I would invest in one that you could use for a lot of different things, if you love it then buy more. They are expensive.
 
Somebody mentioned that their stoneware got a greasy film on it and they put it in the oven on the self cleaning mode to get rid of it. You really shouldn't do that. When you start cooking on your stone, it seasons it and makes it non-stick. The darker the stone gets the better. (I used to sell PC).
 
Just wanted to add that I also have a few stones, and I too LOVE THEM! They are wonderful.:love: My pizza stone is black from being used so much. I have a large bar pan that we use a ton, an oval baker, and a deep covered baker. I've had the deep covered baker for a while. I got it on discount for hosting a party. The consultant was a friend and she told me about a 30 minute microwave chicken recipe.

Well, I used my deep covered baker for the first time ever with a turkey breast in the microwave for 35 minutes and it was THE MOISTEST TURKEY EVER. Seriously. The best. That was about 2 weeks ago, and since then I've cooked 2 chickens in it. The turkey breast was the best though. I peeled the skin back and sprinkled with salt, pepper, and some McCormick chicken seasoning, and it was divine.

Now I'm trying to hunt down a new consultant (mine moved) so I can get the new pizza stone with handles. I'm tired of trying to squeeze a frozen pizza onto my bar pan!:lmao:
 
Yep! Worth every penny and they are the only things I use- EVER!

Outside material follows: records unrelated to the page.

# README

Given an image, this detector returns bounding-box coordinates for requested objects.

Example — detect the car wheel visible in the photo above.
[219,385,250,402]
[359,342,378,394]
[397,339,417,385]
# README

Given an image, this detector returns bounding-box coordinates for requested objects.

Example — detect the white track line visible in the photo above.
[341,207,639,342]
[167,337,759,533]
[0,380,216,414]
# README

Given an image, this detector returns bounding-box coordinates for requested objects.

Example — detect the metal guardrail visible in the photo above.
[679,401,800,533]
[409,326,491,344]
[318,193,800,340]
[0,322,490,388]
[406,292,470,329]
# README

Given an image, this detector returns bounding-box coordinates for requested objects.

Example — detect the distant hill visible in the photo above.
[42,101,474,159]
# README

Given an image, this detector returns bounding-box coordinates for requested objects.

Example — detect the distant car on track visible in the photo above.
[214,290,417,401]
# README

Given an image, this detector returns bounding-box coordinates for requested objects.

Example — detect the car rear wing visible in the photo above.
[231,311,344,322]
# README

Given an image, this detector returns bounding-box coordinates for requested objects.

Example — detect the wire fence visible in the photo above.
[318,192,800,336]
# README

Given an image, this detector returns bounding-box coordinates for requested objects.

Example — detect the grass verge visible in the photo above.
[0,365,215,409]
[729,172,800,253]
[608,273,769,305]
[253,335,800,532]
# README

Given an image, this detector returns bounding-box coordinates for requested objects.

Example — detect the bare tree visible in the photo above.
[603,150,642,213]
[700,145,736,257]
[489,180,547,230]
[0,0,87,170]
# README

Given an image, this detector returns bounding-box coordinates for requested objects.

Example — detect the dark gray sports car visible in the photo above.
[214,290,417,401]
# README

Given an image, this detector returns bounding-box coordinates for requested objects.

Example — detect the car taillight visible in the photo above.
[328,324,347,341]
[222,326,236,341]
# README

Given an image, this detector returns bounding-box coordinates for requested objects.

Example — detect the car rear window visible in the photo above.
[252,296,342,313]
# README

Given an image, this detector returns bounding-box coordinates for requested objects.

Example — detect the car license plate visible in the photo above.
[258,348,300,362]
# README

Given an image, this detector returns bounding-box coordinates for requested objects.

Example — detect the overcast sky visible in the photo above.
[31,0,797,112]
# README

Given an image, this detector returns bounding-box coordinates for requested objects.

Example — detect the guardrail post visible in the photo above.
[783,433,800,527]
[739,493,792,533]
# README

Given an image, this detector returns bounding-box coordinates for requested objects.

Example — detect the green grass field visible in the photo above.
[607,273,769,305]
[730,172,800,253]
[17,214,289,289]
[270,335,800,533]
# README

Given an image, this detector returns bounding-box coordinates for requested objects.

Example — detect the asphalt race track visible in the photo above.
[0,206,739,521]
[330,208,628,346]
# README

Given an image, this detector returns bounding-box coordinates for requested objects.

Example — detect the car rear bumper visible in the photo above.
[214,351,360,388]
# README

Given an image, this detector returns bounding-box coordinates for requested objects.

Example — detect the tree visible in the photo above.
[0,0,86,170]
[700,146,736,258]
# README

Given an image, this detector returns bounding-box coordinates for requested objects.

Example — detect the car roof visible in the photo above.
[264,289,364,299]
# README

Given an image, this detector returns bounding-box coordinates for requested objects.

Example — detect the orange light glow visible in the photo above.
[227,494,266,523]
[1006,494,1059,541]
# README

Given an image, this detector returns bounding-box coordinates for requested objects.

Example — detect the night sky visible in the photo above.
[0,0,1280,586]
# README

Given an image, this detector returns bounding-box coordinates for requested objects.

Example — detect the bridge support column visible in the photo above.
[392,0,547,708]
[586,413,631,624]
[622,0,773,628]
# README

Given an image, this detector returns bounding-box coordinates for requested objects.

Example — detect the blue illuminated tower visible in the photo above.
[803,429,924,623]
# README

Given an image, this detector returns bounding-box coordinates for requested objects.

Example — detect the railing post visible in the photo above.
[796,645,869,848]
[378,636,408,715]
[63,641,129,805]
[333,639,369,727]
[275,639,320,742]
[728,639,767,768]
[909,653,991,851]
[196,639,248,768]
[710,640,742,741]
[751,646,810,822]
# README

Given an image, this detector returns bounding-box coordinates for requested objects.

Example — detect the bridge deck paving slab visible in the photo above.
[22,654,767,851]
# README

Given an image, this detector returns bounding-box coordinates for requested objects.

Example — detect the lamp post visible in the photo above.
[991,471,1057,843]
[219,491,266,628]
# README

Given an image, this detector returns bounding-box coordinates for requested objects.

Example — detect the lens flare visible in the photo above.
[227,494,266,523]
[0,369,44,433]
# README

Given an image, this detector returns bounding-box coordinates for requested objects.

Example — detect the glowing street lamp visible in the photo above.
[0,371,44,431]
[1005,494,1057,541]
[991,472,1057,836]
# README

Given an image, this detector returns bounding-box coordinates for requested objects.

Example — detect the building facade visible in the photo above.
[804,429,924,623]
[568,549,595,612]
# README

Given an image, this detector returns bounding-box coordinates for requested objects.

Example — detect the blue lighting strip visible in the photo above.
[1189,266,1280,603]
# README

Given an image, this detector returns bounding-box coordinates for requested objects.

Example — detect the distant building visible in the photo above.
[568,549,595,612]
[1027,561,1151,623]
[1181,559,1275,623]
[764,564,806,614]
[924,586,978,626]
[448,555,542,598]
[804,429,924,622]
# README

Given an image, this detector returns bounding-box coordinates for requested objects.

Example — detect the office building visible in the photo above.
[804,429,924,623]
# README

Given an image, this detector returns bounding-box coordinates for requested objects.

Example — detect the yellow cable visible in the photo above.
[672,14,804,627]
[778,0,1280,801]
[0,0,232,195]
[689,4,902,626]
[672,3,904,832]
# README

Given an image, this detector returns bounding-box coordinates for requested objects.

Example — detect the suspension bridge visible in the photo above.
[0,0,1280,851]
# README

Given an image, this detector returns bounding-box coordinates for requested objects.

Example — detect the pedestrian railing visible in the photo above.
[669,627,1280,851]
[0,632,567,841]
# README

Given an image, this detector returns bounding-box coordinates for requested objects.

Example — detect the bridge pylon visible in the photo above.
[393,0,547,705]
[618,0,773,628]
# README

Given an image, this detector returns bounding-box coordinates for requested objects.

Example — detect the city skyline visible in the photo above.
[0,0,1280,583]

I used to be a consultant. I would not recommend putting them in the dishwasher as my dh did this to me and even though he didn't put in soap it still removed some of the "non-stickness" that you get from the fats in your foods. I just use extremely hot water and the pan scraper and brush or occasionally I'll use a new sponge/scrubby thing. One caution- if you use non-stick cooking spray, use it VERY sparingly. You don't really need it. To season your stones, cook something with a high fat content first and then you should be good to go (crescent rolls are great for this). Grumpy's Gal gave good info.